6. BELIEF SYSTEMS AND DIALOGUE. 

Karl Popper argued for the possibility of fruitful dialogue between people with very different frameworks. He attacked what he called “the myth of the framework”, which he stated in a sentence: “A rational and fruitful discussion is impossible unless the participants share a common framework of basic assumptions or, at least, unless they have agreed on such a framework for the purpose of the discussion.” His attack on it was fierce, partly because of his moral revulsion against the consequences of creating obstacles to dialogue. For him, the myth of the framework was “not only a false statement, but also a vicious statement, which, if widely believed, must undermine the unity of mankind, and so must greatly increase the likelihood of violence and of war.”viii

It is clear that Popper’s “frameworks” are not meant to be schemes of concepts so utterly different as to raise philosophical doubts about translation. He briefly alludes to questions about that, but makes it clear that he is interested in differences in belief systems that can exist between speakers of the same language: “I mean by “framework” here a set of basic assumptions, or fundamental principles –that is to say, an intellectual framework.” It is clear that he assumes that those with different frameworks can share enough concepts to be able to talk to each other: “A discussion between people who share many views is unlikely to be fruitful, even though it may be pleasant; while a discussion between vastly different frameworks can be extremely fruitful, even though it may sometimes be extremely difficult.”ix

Popper’s optimism about dialogue between adherents of different frameworks is heartening at a time when many worry about a “clash of civilizations”. He argued that our Western civilization had its origin in such conflicts between frameworks. The clashes between Greek civilization and Egyptian, Persian, and other civilizations made the Greeks aware of the fallibility of beliefs. Popper thought this led them to give up teaching systems of belief as dogma. Instead, they developed the scientific tradition of exposing beliefs to critical discussion. I do not know how far the evidence supports Popper’s conjecture, but it is encouraging that ideological conflicts can create opportunities as well as dangers.

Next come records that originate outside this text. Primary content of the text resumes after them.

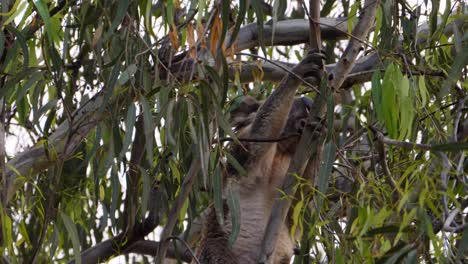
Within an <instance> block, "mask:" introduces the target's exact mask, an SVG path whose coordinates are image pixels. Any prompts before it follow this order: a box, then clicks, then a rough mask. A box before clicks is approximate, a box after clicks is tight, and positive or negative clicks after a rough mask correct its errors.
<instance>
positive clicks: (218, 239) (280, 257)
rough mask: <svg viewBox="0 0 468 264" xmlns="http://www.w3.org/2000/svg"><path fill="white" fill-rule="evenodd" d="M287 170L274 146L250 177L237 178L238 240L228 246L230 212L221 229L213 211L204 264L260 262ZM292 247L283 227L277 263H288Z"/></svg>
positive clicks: (230, 232)
mask: <svg viewBox="0 0 468 264" xmlns="http://www.w3.org/2000/svg"><path fill="white" fill-rule="evenodd" d="M288 166H289V159H286V160H285V159H284V158H282V157H281V156H280V157H279V156H278V155H277V153H276V148H275V146H273V147H272V149H270V151H268V152H267V153H266V154H265V156H264V157H263V158H262V160H261V161H259V162H257V163H256V164H255V166H254V167H252V165H251V166H249V168H248V175H247V176H244V177H239V178H238V182H237V183H236V184H238V187H239V188H238V189H239V206H240V231H239V235H238V237H237V240H236V242H235V243H234V245H233V247H232V249H230V248H229V246H228V242H227V241H228V238H229V235H230V234H231V230H232V222H231V215H230V213H229V210H225V221H224V225H223V226H221V225H219V224H218V222H217V219H216V216H215V213H214V209H212V216H211V217H209V218H208V219H207V224H206V227H207V231H208V232H207V233H206V234H207V235H205V238H204V239H203V242H202V245H201V254H200V256H199V257H200V262H201V263H207V264H211V263H213V264H214V263H246V264H250V263H252V264H253V263H256V262H257V258H258V255H259V253H260V250H261V243H262V239H263V234H264V231H265V228H266V225H267V223H268V219H269V217H270V213H271V208H272V206H273V205H274V199H275V197H276V192H277V190H278V188H279V184H281V182H282V179H283V178H284V175H285V174H286V171H287V168H288ZM226 209H227V206H226ZM293 247H294V245H293V241H292V239H291V237H290V236H289V231H288V228H287V226H286V225H285V224H284V225H283V226H282V227H281V229H280V235H279V239H278V242H277V246H276V249H275V252H274V255H275V257H274V263H275V264H283V263H289V260H290V259H291V257H292V254H293ZM222 252H225V253H222ZM202 260H203V261H202Z"/></svg>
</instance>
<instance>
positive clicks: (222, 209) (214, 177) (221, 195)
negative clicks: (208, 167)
mask: <svg viewBox="0 0 468 264" xmlns="http://www.w3.org/2000/svg"><path fill="white" fill-rule="evenodd" d="M213 201H214V207H215V211H216V219H218V223H219V224H220V225H221V226H223V225H224V205H223V175H222V173H221V169H220V167H219V165H218V166H216V168H215V171H214V175H213Z"/></svg>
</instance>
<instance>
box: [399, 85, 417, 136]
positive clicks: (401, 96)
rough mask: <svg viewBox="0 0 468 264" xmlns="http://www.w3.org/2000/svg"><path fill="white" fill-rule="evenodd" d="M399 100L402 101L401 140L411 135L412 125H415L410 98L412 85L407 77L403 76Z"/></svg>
mask: <svg viewBox="0 0 468 264" xmlns="http://www.w3.org/2000/svg"><path fill="white" fill-rule="evenodd" d="M399 87H400V89H399V94H398V95H399V99H400V107H399V108H400V129H399V134H400V136H399V139H400V140H402V139H405V138H406V137H407V136H409V135H411V125H412V123H413V112H414V111H413V102H412V99H411V98H410V95H409V94H410V88H409V87H410V84H409V80H408V78H407V77H406V76H403V77H402V79H401V81H400V85H399Z"/></svg>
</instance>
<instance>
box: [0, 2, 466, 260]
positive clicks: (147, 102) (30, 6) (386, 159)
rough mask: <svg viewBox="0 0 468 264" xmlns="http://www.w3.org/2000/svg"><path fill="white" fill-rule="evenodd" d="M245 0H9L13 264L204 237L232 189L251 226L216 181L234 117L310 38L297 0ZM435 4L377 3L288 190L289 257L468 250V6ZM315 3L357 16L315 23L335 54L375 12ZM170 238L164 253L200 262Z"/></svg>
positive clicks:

Dialogue is often possible and it can be fruitful. It becomes easier if, as usually happens, the participants share some platitudes of rationality as framework principles. Adjust your degree of belief in a statement according to the strength of the reasons supporting it. Where there are no good reasons, withhold belief. And so on.

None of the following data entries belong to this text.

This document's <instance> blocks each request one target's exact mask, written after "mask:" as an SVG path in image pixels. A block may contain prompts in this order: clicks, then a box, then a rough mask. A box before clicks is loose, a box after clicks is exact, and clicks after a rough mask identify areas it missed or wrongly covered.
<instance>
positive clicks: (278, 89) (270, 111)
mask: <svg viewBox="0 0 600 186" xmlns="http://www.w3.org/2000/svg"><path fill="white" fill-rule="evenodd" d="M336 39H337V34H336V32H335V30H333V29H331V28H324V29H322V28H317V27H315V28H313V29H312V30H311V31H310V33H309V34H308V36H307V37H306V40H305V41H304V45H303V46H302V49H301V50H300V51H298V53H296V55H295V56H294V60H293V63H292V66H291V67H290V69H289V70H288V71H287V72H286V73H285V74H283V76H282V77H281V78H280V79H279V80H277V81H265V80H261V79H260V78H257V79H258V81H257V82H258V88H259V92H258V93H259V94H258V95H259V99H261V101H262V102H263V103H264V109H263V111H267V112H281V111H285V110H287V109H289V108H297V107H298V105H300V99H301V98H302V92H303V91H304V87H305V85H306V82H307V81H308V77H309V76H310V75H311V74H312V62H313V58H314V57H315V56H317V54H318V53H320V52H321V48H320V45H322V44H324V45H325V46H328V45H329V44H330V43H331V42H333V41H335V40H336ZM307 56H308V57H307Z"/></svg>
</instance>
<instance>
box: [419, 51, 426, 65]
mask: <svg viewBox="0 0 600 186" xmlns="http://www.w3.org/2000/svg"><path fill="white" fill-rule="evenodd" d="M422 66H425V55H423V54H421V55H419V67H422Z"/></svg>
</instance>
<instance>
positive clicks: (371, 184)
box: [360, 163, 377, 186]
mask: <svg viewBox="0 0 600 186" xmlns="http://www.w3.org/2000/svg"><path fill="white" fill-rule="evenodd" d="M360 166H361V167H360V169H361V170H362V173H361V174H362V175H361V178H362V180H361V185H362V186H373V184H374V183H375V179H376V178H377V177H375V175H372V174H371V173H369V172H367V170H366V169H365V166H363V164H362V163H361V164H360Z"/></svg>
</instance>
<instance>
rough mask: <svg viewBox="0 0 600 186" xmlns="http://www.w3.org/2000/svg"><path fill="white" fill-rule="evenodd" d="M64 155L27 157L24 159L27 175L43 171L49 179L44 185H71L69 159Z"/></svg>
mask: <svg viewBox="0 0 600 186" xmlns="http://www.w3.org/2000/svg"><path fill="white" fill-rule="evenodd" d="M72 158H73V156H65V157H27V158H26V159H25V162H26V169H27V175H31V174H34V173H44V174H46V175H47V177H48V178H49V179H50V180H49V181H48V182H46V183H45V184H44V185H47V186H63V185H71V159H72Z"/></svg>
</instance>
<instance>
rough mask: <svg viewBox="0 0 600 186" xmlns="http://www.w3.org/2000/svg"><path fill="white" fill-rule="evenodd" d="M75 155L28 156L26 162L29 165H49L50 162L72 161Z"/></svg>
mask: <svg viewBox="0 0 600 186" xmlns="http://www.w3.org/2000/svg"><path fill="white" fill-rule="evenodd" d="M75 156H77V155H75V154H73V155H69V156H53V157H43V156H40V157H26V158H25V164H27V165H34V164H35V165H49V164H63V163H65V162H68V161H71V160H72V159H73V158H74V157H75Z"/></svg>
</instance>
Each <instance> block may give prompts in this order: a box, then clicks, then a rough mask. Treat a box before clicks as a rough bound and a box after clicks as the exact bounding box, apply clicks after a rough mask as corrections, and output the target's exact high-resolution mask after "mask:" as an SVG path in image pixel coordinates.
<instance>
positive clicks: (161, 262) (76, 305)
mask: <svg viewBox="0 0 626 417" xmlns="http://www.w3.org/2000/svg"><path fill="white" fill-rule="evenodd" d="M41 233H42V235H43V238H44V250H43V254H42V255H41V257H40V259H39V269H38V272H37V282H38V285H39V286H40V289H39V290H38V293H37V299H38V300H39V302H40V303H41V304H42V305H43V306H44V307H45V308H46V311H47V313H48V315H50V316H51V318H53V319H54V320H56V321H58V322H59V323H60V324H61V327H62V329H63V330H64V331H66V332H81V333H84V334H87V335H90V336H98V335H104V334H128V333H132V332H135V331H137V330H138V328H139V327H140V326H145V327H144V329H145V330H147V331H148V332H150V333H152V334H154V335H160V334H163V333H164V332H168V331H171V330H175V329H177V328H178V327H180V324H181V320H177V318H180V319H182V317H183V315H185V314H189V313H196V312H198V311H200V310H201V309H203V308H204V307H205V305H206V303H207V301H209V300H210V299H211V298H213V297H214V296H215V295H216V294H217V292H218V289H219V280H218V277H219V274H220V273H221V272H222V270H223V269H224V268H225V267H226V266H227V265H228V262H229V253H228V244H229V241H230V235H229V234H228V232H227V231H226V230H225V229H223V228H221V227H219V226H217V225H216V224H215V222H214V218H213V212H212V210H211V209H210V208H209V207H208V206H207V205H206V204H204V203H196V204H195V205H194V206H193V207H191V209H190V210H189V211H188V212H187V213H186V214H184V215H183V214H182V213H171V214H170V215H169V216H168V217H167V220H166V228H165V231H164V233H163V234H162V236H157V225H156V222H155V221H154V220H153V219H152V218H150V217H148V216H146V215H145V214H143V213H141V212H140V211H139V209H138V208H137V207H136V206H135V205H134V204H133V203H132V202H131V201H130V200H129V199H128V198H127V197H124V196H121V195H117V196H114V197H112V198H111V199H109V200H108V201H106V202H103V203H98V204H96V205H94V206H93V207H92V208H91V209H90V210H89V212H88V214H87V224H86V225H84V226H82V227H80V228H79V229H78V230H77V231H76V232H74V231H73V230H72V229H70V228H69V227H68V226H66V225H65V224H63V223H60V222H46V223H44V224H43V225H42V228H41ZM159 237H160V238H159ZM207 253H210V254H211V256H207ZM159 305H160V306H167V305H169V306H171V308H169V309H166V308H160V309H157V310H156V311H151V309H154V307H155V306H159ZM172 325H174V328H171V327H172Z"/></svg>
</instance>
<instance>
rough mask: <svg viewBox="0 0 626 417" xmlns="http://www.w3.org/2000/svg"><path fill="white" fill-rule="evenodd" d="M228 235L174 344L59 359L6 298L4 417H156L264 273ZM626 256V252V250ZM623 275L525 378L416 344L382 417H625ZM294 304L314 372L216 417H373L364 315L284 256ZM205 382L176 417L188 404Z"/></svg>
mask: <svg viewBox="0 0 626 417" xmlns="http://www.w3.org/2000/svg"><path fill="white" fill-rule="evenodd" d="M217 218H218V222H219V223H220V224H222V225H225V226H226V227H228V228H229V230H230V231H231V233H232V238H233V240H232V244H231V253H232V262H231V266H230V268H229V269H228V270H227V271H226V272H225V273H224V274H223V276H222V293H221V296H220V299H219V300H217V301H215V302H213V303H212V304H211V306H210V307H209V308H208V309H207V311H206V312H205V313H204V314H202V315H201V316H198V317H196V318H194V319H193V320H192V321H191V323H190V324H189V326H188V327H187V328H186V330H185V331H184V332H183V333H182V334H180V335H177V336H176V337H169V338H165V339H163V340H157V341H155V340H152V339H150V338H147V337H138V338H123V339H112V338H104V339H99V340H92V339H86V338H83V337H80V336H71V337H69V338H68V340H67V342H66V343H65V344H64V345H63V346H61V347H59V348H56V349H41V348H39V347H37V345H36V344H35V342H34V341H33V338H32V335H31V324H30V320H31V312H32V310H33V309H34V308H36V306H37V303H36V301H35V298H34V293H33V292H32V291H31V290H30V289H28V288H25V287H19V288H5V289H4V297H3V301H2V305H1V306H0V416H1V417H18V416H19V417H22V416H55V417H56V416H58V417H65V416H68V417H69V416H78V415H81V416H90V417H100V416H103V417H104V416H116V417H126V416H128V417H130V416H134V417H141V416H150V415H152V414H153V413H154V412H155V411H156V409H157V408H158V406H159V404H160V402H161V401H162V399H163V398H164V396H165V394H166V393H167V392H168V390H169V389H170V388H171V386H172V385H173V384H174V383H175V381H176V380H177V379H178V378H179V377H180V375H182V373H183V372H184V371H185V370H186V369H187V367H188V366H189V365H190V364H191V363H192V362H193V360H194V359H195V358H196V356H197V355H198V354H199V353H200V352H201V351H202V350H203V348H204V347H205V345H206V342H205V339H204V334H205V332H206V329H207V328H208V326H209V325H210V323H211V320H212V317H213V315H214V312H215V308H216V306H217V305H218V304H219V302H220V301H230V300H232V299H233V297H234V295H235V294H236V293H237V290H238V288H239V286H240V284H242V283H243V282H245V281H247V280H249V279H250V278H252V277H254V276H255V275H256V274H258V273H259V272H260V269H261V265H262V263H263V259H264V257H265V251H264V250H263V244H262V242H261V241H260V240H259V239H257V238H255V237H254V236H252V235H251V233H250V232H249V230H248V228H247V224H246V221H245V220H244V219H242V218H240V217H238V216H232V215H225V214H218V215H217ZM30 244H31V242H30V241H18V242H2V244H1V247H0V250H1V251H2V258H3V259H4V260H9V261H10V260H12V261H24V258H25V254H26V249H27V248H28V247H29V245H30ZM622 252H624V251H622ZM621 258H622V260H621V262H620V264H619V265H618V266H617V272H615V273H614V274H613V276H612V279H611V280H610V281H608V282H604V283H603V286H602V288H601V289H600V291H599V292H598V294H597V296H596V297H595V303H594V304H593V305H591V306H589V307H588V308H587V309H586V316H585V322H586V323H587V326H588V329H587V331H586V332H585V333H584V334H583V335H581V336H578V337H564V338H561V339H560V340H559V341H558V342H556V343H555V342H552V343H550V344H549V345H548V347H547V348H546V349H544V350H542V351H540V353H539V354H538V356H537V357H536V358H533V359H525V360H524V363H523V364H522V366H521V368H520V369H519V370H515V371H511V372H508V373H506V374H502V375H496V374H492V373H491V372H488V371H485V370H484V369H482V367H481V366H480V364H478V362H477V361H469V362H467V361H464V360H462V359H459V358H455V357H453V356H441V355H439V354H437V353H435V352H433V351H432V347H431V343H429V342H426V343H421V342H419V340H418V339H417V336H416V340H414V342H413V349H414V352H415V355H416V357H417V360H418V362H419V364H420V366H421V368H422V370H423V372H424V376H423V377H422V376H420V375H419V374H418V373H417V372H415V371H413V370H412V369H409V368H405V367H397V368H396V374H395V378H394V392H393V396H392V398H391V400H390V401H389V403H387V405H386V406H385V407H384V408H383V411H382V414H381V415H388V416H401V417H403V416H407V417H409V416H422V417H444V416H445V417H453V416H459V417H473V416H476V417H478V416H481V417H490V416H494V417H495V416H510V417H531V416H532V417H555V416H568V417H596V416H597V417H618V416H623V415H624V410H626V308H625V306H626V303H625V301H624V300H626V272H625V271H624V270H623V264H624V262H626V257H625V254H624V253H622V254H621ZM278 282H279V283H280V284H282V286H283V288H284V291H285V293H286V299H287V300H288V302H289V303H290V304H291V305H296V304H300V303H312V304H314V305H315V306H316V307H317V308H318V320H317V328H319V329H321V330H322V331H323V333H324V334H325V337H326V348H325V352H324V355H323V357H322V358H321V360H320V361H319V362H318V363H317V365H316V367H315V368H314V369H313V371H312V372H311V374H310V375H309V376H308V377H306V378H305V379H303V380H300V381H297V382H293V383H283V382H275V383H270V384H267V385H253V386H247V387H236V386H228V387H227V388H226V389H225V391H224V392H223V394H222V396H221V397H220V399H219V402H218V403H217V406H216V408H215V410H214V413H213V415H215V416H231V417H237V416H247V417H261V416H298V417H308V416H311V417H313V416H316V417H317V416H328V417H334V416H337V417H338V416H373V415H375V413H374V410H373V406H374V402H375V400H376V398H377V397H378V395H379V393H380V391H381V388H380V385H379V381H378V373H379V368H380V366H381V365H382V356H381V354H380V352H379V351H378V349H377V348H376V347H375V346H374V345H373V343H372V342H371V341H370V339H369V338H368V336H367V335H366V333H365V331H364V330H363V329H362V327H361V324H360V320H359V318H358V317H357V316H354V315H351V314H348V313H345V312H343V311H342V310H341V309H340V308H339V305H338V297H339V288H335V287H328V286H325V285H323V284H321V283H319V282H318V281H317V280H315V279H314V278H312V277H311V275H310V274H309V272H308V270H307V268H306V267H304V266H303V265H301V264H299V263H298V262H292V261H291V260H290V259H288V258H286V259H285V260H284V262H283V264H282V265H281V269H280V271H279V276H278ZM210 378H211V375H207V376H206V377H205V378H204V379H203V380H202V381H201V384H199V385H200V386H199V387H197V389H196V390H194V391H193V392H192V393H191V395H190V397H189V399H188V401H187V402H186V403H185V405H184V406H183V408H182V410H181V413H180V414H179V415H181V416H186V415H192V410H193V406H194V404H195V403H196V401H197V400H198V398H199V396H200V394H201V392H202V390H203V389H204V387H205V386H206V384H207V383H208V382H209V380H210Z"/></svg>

But one of the major obstacles to agreement comes from the holistic nature of belief systems. In defence of the fixed points of their system, people can reject or ignore even the platitudes of rationality. Bertrand Russell had fun with this: “I wish to propose… a doctrine which may… appear wildly paradoxical and subversive… that it is undesirable to believe a proposition when there is no ground whatever for supposing it true. I must of course admit that if such an opinion became common it would completely transform our social life and our political system… I am also aware that it would tend to diminish the incomes of clairvoyants, bookmakers, bishops and others who live on the irrational hopes of those who have done nothing to deserve good fortune here or hereafter.”x

People not only stubbornly cling to beliefs without supporting evidence. They also change the framework principles to make this seem acceptable or even admirable. Some religious believers say, “I believe it on faith”, as if faith were not just belief without evidence but an alternative method of finding things out. The story of Doubting Thomas, rebuked for not having believed in the resurrection until he saw Christ, can be seen as part of the propaganda for the view that it is even better to believe without evidence.

Popper may be right in his optimism about the potential of dialogue. But, because of the role of framework principles in ideological clashes, the dialogue will unavoidably become entangled in philosophy. Which framework principles should be adopted? This question is a large part of the subject matter of epistemology.